The Humpty Dumpty Institute announced a partnership with Columbia University Business School’s executive education division, which will assist HDI with a development project for unexploded-ordnance survivors in Vietnam. This partnership is part of the business school’s new “Positive Impact Project,” in which students of the Columbia Senior Executive Program generate meaningful international projects for the nonprofit sector. This year, the CSEP class will concentrate its energies on revamping HDI’s business/marketing plan for its “Mushrooms with a Mission” program, which aims to assist UXO survivors in Vietnam’s most contaminated region, the Quảng Trị province.
Mushrooms with a Mission trains survivors in growing mushrooms and helps survivors collectively sell their products to a processing facility. The mushrooms are then promoted, packaged and sold to local and regional markets in Asia. A portion of the proceeds is donated to UXO-removal projects, and the project doubles the annual income of participating farmers in the Quang Tri province.
Dr. Atul Gawande recently published an article in The New Yorker titled, “The Itch,” in which Gawande offered some inexpensive and rapid methods to minimize or eliminate pain that comes from a sensation known to many as a “phantom limb.” For an amputee, a phantom limb is a sensation that makes one’s amputated appendage feel as if it is still attached and moving.
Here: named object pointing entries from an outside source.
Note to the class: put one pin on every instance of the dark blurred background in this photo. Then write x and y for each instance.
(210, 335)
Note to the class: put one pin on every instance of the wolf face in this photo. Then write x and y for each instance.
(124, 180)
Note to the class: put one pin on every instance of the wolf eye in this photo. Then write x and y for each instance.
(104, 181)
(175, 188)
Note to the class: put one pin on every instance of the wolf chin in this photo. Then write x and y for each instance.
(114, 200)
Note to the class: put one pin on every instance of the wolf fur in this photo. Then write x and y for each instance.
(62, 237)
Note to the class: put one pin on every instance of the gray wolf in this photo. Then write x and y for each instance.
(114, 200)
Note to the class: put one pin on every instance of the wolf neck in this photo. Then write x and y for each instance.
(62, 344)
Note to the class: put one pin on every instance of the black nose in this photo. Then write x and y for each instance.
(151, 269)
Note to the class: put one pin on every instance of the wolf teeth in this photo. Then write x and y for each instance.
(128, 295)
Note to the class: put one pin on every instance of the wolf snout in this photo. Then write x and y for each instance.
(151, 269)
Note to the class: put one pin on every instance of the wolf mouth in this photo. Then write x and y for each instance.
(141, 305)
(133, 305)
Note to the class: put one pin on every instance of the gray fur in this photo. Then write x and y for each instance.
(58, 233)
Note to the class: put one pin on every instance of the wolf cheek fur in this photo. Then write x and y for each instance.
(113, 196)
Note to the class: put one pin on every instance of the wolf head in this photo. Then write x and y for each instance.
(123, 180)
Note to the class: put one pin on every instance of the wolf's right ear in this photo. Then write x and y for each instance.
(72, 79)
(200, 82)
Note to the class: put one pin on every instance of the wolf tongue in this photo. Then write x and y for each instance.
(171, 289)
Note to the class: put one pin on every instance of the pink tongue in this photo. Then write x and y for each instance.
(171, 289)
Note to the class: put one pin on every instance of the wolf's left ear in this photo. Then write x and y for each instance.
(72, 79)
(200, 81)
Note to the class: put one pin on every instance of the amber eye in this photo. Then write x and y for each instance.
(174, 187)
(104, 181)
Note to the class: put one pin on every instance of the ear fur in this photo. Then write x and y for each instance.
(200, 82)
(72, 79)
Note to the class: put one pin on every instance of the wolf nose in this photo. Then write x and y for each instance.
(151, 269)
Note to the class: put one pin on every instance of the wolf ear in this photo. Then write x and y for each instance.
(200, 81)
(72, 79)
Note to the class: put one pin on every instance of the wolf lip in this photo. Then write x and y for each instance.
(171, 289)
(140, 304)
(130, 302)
This sensation can be very painful for amputees.
Gawande cited a phantom limb case study by Dr. V.S. Ramachandaran from the University of California, San Diego. In his experiments Ramachandaran used a mirror-in-a-box contraption that helped give his patients immediate relief by “tricking” the patient’s brain into believing the limb was still attached and could be moved to relieve the discomfort. The patient spent a few minutes a day lying with the mirror reflecting the remaining limb as if it was the missing limb; movement of the remaining limb was found to relieve the stress and pain caused by the phantom limb sensations. The rest of Atul Gawande’s article on these experiments/techniques can be found online at http://snipurl.com/41uj9.
On 6 September 2006, Cpl. Wright, of Edinburgh, Scotland, was killed by a landmine blast while trapped in an unmarked Afghan minefield. Six of his Paratrooper comrades were also injured. During a hearing regarding Wright’s death, coroner Andrew Walker openly criticized the United Kingdom’s Ministry of Defence, remarking that the troops in Afghanistan during the incident did not have access to the proper equipment and resources required for a safe, minefield-rescue operation.
Wright and his platoon of paratroopers became stranded inside the minefield after a sniper in their platoon strayed into the unmarked area and was injured by an explosion. According to the coroner, the blast that killed Wright was set off by the downdraft from a RAF Chinook helicopter that was being used for the rescue. The Chinook was not equipped with a winch that the trapped soldiers had requested, and after realizing that the Chinook could set off another landmine explosion, the soldiers waved away the helicopter. As it departed, a landmine was set off and exploded, striking Cpl. Wright. Two U.S. Blackhawk helicopters equipped with winches came afterwards and rescued the soldiers. Wright died while on board one of the helicopters. A head official from the military’s Joint Helicopter Command denied that the helicopter had set off the blast.